EVE Scalability Explained

January 12, 2010

OK, I’ve seen a bunch of posts on the EVE blogosphere about this recently and it’s always been a tricky topic to understand. This post aims to demystify EVE’s architecture and explain in simple terms what EVE’s current issues with scaling for fleet fights are, and approaches for fixing them. So first a disclaimer: I do not work for CCP, I don’t get behind the scenes information. This is a post compiled from several years working on EVE third party development and talking to people who do work at CCP, people who have worked at CCP, and the community at large. To the best of my knowledge this is mostly correct, but I make no promises. If you’re looking for an exact technical description, look elsewhere.

So, let’s start with the basics. This is the (somewhat simplified) hardware layout for Tranquility (click to enlarge).

To sum up in words: There are proxy servers that receive your data and route you to the appropriate sol server, which is running on a sol node or reinforced sol node. These servers communicate with a single, shared database server, which is also used for web services like the API and the MyEVE website (and, soon, Spacebook).

There’s an important distinction to be made here and one that is vital to understanding EVE’s architecture- nodes and servers are not the same thing. Nodes refer to the actual physical hardware (at time of writing, IBM Blade servers) that may run one or more sol servers. Each sol server is, as the name implies (Sol is the name for our sun) responsible for one solar system in EVE. It is a software server process, handling everything that goes on in a system- combat, mining, market, and so on.
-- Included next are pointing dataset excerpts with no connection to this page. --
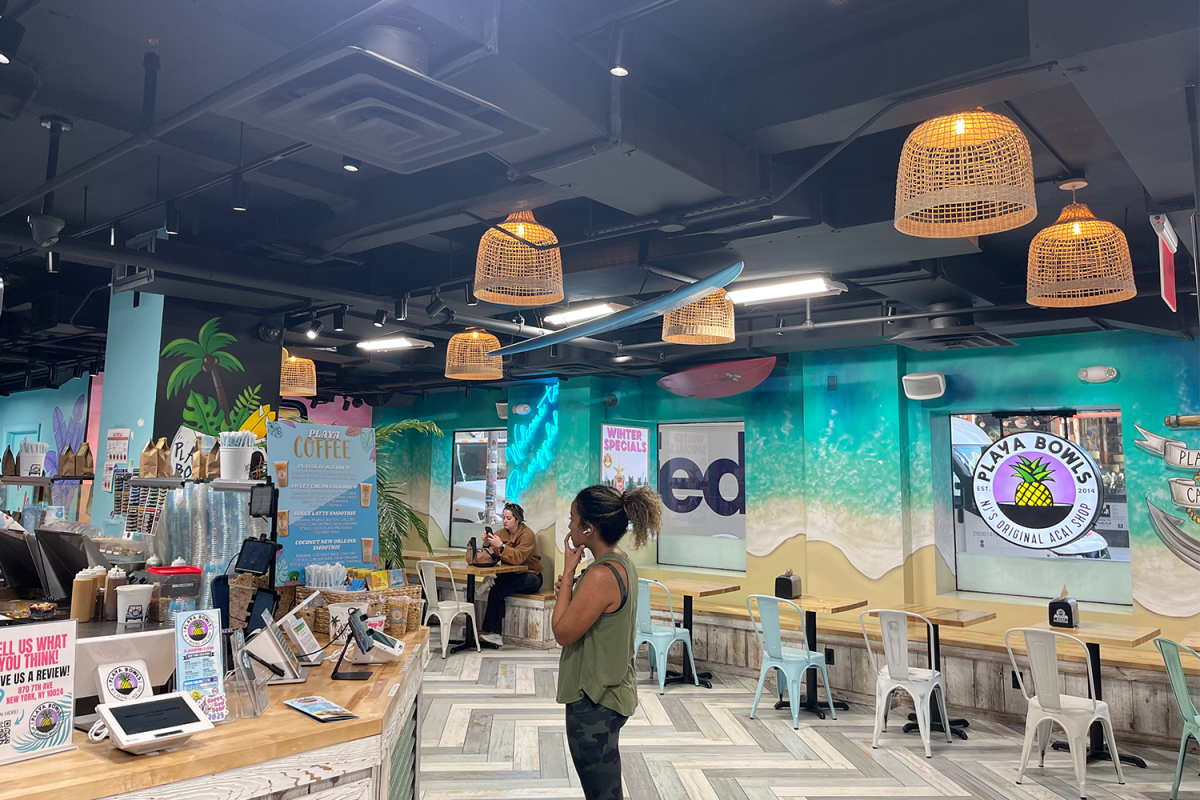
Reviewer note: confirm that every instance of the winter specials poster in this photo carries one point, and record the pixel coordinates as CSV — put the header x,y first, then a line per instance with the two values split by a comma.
x,y
36,690
327,479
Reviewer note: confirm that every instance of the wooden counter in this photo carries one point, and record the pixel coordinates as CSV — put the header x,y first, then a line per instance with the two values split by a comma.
x,y
249,758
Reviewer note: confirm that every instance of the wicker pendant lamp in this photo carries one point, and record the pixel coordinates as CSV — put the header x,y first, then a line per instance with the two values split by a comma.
x,y
513,274
467,356
298,377
1079,260
709,320
965,175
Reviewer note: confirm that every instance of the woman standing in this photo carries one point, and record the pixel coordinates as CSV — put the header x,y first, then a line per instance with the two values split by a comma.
x,y
594,621
515,545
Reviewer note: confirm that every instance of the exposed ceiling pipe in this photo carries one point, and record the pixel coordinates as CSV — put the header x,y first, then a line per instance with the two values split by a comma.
x,y
150,64
215,101
856,320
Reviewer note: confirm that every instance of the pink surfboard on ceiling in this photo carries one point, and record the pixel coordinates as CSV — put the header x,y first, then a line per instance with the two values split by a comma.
x,y
714,380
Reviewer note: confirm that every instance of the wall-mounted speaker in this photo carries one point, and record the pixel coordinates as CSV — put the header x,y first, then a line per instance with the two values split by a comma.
x,y
924,385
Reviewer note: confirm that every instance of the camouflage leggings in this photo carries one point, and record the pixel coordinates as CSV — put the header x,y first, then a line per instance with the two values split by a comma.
x,y
592,733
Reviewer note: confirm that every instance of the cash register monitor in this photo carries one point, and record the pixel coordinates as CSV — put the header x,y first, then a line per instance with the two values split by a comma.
x,y
64,555
18,567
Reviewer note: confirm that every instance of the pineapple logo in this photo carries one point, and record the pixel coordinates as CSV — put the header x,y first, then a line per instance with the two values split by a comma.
x,y
197,630
1035,475
126,683
45,720
1037,489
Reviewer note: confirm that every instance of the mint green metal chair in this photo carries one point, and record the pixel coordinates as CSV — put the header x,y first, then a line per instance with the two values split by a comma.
x,y
1170,651
789,662
659,638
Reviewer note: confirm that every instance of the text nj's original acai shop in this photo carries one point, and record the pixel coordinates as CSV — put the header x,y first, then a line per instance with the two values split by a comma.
x,y
570,400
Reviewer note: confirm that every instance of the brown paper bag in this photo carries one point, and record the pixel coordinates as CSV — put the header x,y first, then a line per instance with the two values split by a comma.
x,y
148,462
199,458
66,462
213,463
162,451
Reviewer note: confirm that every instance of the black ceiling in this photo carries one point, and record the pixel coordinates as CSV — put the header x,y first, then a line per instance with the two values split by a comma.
x,y
725,100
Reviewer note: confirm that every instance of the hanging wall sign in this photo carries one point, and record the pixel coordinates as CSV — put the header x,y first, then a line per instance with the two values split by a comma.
x,y
1037,489
328,505
624,456
36,690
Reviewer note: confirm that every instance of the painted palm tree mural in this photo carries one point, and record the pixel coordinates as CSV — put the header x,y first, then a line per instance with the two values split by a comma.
x,y
209,354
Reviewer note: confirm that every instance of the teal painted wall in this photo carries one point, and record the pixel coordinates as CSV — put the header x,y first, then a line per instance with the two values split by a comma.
x,y
131,377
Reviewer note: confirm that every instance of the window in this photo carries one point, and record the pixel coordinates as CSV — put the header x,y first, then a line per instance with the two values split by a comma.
x,y
478,471
703,488
1093,566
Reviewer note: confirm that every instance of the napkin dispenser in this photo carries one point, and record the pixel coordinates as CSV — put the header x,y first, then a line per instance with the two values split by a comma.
x,y
787,585
1065,611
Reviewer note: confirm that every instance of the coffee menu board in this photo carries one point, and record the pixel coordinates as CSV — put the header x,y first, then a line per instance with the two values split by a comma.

EVE’s scalability issues stem from this design, but let’s look at what those issues are. Can EVE handle 56,000 players? Yep, easily. Tranquility will be able to handle many more than that without issue, and because of this design the capacity can be easily expanded by increasing the number of sol nodes for sol servers to run on, spreading the load efficiently and easily. Will you be able to fit 3000 people onto a gate? Nope. Why? Well, because EVE was designed so that the capacity of the whole cluster expanded well, not individual systems. This was a design decision made back in the early days of EVE and it has served EVE well, with the exception of fleet combat and Jita. So how to handle the edge cases?

Well, where does lag come from? Proxy servers have an easy job and they are not a bottleneck in the vast majority of circumstances. The main issues they cause are disconnects; when a proxy server fails, a good chunk of EVE’s inhabitants disappear till they reconnect. The lag is in combat and in high concurrency systems- like Jita, where loads of people trade, talk in local, and fly around suicide ganking each other. This lag stems from intensive processes that have to be done; mathematical steps like calculating transversal velocities between objects, things that have complexity values (algorithmically speaking) of O(n^2) or worse. If you didn’t understand that- well, it just means the more ships you have, the more difficult things get, exponentially.

Obviously, there are optimisations that can be done, better algorithms, and CCP uses them, but the fact remains; this is a lot of work for a computer. Loads. Absolutely shedloads. And that’s all this challenge gets- one computer, at most. In bad cases, it won’t even get that-most sol nodes run multiple servers, the reason why lag sometimes seems to cross between systems- it really can, and does. Reinforced nodes just have more firepower and a guarantee of exclusivity, but they’re still only one computer. And as Google has taught industry, lots of small computers are cheaper, easier to fix, and faster than a single box computer.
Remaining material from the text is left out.